The opera Carmen needs little introduction, but much can be said about how Minnesota Opera’s current production does things well. This classic femme fatale story is presented in Spain in the 1970s, when the Sexual Revolution first began to erode the edges of a conservative Catholicism previously enforced – sometimes brutally – by the repressive fascist regime of Generalissimo Franco. (The modern stereotype of sleazy Spanish men comes from just after this period.) This decision by director Michael Cavanagh heightens many tensions within the source material, and is a splendid excuse for a retrofabulous costume excursion.
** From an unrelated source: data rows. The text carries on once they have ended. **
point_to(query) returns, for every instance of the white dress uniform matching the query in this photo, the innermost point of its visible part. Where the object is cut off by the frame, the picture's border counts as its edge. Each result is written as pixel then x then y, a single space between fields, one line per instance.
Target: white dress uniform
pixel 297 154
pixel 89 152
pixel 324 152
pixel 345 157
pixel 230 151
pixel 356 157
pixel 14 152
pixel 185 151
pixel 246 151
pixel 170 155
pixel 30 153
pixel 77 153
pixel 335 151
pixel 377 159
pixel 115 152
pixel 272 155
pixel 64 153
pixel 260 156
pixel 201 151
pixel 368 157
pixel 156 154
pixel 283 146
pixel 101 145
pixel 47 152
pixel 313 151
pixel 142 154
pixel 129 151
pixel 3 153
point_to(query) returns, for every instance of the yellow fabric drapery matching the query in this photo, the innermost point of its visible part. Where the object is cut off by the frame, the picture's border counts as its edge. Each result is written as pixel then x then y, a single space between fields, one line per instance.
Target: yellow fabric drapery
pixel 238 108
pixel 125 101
The music may be the same as normal, but the updated setting makes the characters much more relatable and heightens the already elevated emotional stakes.
Note: This review discusses the Vargas cast of MN Opera’s Carmen, performing May 8 and 9; Check back later for our review of the Sourouzian cast, performing May 7 and 10.
One of the ways that these changes manifest is by emphasizing the agency exercised by the female principles. Carmen (former MN Opera Resident Artist Victoria Vargas, making a welcome return to the Ordway) and her gal pals Frasquita (Siena Forest) and Mercédès (Bergen Baker) become the dominant members of the smugglers’ quintet, and, in Heidi Spesard-Noble’s choreography, drive many of the plot elements. Don José (an excellent Cooper Nolan)’s obsession with Carmen lands in an even darker shadow than normal, with his repeated refusals to take no for an answer coming across as a combination of entitlement and imposed social values. That these beats resonated well with the audience was evidenced by frequent gasps and applause at the reviewed performance.
For opera fans, any performance review of Carmen must answer a few questions, to whit:
- Victoria Vargas’s rendition of the “Habanera” was habanera jalapena calienta (Havana jalapeno hot).
- Her “Près des ramparts de Séville” was más caliente (even hotter), with teasing and heart-stealing lilts of her lustrous mezzo voice.
- Richard Ollarsaba (as toreador Escamillo) visually and aurally lives up to his barihunk reputation.
- If hearts could melt from beautiful musical pleas in this story, Cooper Nolan would have walked off happily into the sunrise after singing “La fleur que tu m’avais jetée”.
Through intent or happenstance, casting Shannon Prickett (as Don José’s initial love interest, Micaëla) opposite Victoria Vargas’s Carmen works very well, with their similar complexions and facial features putting an extra twist on that love triangle. Carmen’s partners in crime, played by Siena Forest and Bergen Baker, are frequently eye-catching, ear-catching, and engaging (the trio’s choreography is also excitingly eyebrow-raising). The orchestra at the reviewed performance was tightly led by Aaron Breid, who injected an extra bounce into several scenes to propel the dancing along. Jessica Jahn’s period costumes are eye-catching and attractive, while the stark Modernist surfaces of Erhard Rom’s offset well the onstage heat. The final stabbing scene, set against a backdrop of crowds at the back of a stadium with flower petals raining down, is an especially arresting image to end the evening.